LINK: French shipyard threatens to sell Jacques Cousteau's boat


----------



## ben27 (Dec 27, 2012)

good day bridie.sm.today.05:08.re:JACQUES COUSTEAU'S BOAT.a sad family feud,i looked forward to watching cousteau's show.i would think the french goverment would foot the bill,he was a national hero.it would make a fine exhibit for future generations.thank you for posting,regards ben27


----------



## stein (Nov 4, 2006)

I heard he was unwilling to let others use it, that he wanted his name alone connected to that boat. Maybe there is a moral story there.


----------



## tsell (Apr 29, 2008)

Thanks for the posting Bridie.
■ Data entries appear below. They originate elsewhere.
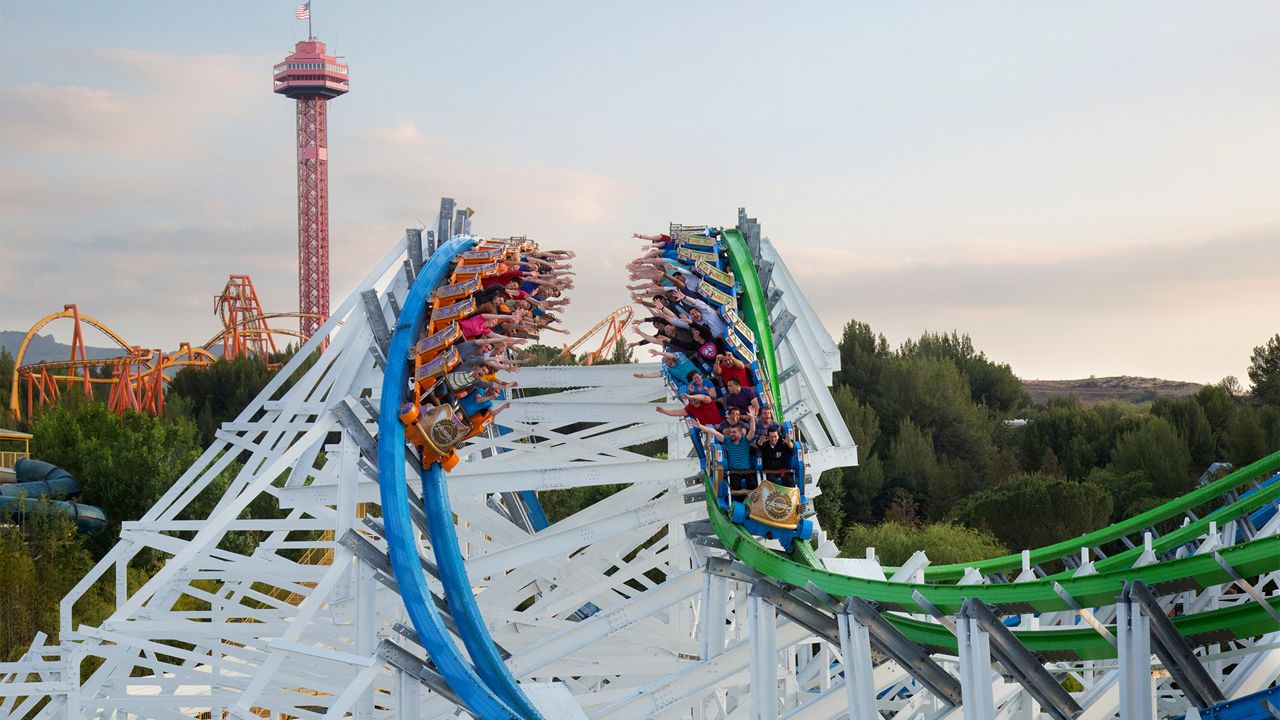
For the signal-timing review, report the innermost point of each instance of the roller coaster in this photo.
(460, 597)
(138, 376)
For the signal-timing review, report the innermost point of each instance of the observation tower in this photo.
(312, 77)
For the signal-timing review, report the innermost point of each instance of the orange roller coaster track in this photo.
(138, 374)
(611, 327)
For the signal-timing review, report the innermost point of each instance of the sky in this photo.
(1086, 188)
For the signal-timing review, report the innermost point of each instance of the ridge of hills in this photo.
(44, 347)
(1089, 391)
(1119, 388)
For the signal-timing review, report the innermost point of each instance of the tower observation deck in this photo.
(312, 77)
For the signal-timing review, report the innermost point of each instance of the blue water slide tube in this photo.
(39, 479)
(462, 677)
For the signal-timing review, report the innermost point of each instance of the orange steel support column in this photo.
(78, 343)
(243, 319)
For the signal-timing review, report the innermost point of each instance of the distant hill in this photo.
(45, 347)
(1124, 388)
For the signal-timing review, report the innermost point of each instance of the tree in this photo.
(991, 384)
(942, 542)
(1188, 418)
(41, 559)
(1036, 510)
(547, 355)
(622, 354)
(862, 355)
(1157, 454)
(123, 464)
(216, 393)
(935, 396)
(1265, 372)
(859, 487)
(7, 370)
(910, 463)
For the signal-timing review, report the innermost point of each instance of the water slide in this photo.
(42, 487)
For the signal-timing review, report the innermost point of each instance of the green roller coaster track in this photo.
(1100, 588)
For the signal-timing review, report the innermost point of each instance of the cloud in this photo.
(1183, 311)
(165, 100)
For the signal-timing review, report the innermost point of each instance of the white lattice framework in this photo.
(612, 605)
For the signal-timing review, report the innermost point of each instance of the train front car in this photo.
(771, 504)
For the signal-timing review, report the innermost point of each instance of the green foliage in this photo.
(7, 370)
(1192, 424)
(1070, 440)
(1157, 455)
(560, 504)
(1265, 372)
(216, 393)
(1253, 432)
(122, 464)
(545, 355)
(991, 384)
(860, 486)
(41, 559)
(622, 354)
(1034, 510)
(862, 356)
(942, 542)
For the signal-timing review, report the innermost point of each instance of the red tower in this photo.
(312, 78)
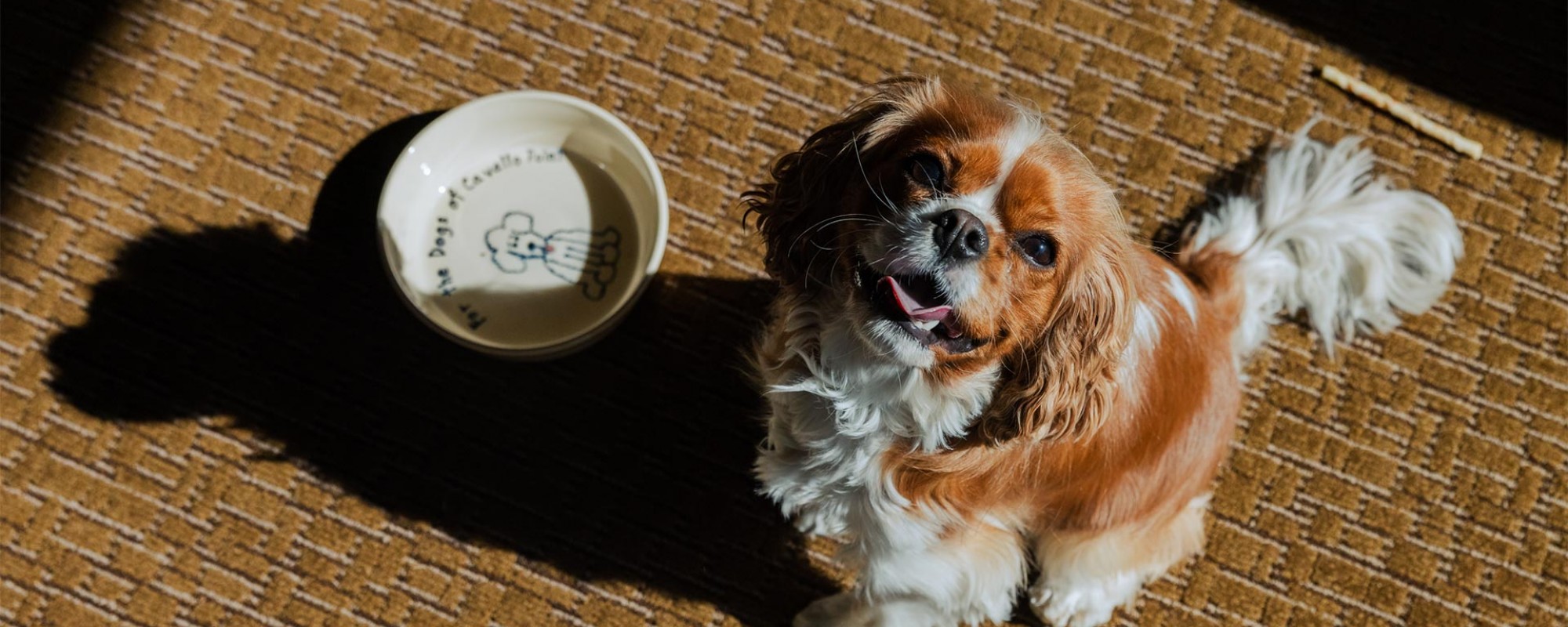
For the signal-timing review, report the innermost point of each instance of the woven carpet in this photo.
(214, 411)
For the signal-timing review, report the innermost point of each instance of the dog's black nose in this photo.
(960, 236)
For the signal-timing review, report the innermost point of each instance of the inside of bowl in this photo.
(521, 225)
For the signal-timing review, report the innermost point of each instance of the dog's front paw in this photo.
(1083, 604)
(840, 611)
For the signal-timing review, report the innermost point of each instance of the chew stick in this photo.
(1382, 101)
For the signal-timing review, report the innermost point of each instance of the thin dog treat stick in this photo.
(1382, 101)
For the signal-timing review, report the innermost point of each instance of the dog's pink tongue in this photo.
(913, 308)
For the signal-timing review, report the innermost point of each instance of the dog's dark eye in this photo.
(1039, 248)
(927, 170)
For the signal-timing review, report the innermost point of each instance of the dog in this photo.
(578, 256)
(976, 372)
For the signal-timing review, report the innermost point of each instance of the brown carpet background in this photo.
(209, 418)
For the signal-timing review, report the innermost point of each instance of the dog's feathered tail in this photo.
(1321, 233)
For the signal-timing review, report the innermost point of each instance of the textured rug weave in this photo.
(212, 411)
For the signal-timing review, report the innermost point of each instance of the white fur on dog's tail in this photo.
(1324, 234)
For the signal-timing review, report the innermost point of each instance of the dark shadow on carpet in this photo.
(1504, 57)
(42, 45)
(628, 462)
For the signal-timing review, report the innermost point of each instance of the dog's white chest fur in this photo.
(837, 408)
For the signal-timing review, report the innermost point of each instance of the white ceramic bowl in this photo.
(524, 223)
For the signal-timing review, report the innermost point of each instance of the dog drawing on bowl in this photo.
(578, 256)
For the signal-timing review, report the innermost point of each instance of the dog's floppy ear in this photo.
(826, 176)
(1064, 383)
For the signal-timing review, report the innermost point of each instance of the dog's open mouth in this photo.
(916, 305)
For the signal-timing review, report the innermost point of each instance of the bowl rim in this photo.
(567, 344)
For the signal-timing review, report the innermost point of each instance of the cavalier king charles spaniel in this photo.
(976, 371)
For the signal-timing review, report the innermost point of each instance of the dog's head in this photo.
(515, 242)
(962, 236)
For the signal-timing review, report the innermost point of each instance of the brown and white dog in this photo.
(975, 366)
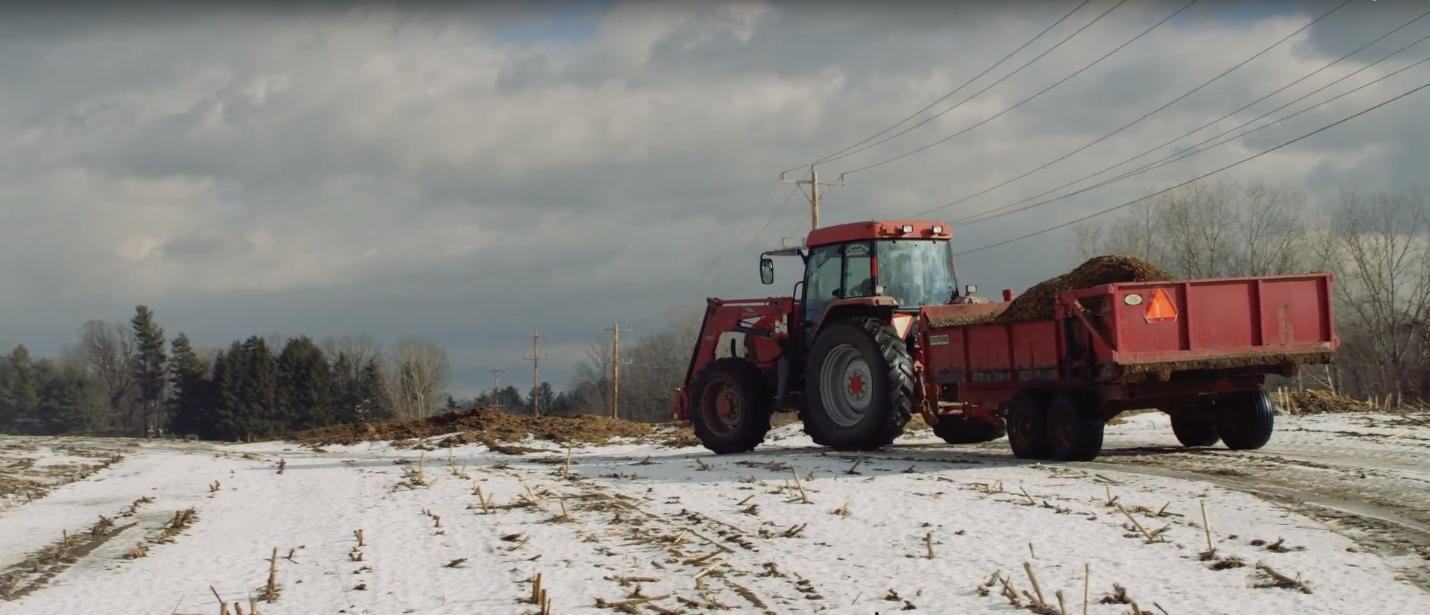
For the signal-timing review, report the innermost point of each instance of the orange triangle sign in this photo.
(1161, 308)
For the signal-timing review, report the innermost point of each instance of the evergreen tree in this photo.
(250, 395)
(509, 399)
(22, 392)
(223, 419)
(70, 401)
(149, 366)
(345, 398)
(190, 406)
(305, 385)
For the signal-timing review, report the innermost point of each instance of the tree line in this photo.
(127, 379)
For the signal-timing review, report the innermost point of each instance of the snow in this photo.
(627, 504)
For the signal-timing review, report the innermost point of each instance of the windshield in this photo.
(917, 272)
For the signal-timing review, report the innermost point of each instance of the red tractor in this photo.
(878, 329)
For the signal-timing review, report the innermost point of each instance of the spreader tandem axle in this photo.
(878, 329)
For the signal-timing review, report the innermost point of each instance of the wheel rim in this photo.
(721, 408)
(845, 385)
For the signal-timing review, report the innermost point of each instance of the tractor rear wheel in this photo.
(1194, 428)
(1244, 419)
(860, 386)
(1074, 426)
(730, 406)
(963, 431)
(1028, 425)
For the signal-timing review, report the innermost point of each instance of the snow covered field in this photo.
(1333, 508)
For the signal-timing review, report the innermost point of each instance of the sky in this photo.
(469, 175)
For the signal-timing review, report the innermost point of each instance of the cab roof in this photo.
(878, 229)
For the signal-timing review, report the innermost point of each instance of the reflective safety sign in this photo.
(1160, 308)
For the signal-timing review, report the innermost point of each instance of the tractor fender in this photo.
(842, 309)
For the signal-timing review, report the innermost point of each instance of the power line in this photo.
(1194, 179)
(1181, 97)
(1197, 148)
(705, 271)
(535, 358)
(991, 86)
(762, 229)
(960, 87)
(732, 238)
(1034, 96)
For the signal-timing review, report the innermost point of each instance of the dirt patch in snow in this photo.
(1324, 402)
(488, 426)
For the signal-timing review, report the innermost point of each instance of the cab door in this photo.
(834, 272)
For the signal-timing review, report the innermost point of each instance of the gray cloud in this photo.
(472, 175)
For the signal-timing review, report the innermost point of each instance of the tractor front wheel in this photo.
(963, 431)
(860, 386)
(731, 406)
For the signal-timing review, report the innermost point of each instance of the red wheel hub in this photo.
(857, 385)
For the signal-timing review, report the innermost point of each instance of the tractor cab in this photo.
(898, 266)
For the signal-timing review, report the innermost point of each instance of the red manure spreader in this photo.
(880, 329)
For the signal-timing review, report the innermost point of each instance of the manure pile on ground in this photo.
(1324, 402)
(488, 426)
(1040, 302)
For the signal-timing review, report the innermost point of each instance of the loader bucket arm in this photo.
(724, 316)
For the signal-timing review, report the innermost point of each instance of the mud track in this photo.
(1380, 499)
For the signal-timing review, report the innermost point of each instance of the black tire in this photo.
(887, 401)
(963, 431)
(1196, 428)
(1074, 426)
(1244, 419)
(745, 388)
(1027, 425)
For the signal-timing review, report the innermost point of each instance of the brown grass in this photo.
(1324, 402)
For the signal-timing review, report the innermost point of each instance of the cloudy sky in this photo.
(472, 175)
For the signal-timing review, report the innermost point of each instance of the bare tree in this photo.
(1087, 239)
(419, 376)
(359, 351)
(109, 353)
(1220, 229)
(1379, 249)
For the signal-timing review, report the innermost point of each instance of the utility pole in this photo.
(496, 386)
(535, 358)
(814, 192)
(615, 368)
Cousteau, a man who gave the world so much, must be turning over in his grave contemplating the sad events overtaking his, and the maritime world's, pride and joy.

Taff


----------



## Coastie (Aug 24, 2005)

"Let us sing" https://www.youtube.com/watch?v=HQKOQqPHnhc


----------



## tsell (Apr 29, 2008)

Bugger Coastie! Whenever I have heard that song I walk around with it in my head for days - I shouldn't have clicked on it!

Taff


----------



## Coastie (Aug 24, 2005)

Croeso Taff!


----------



## Michael Taylor (Aug 31, 2008)

I remember seeing her alongside in Port Sudan when we called there with Ellermans. Must have been early '60's


----------



## Locking Splice (Oct 28, 2006)

Remember seeing her in Galveston in 74, the bars were full of talk about the visit of this famous vessel. She sailed past us outward bound at sunset a sight that I have never forgot.

Yuge


----------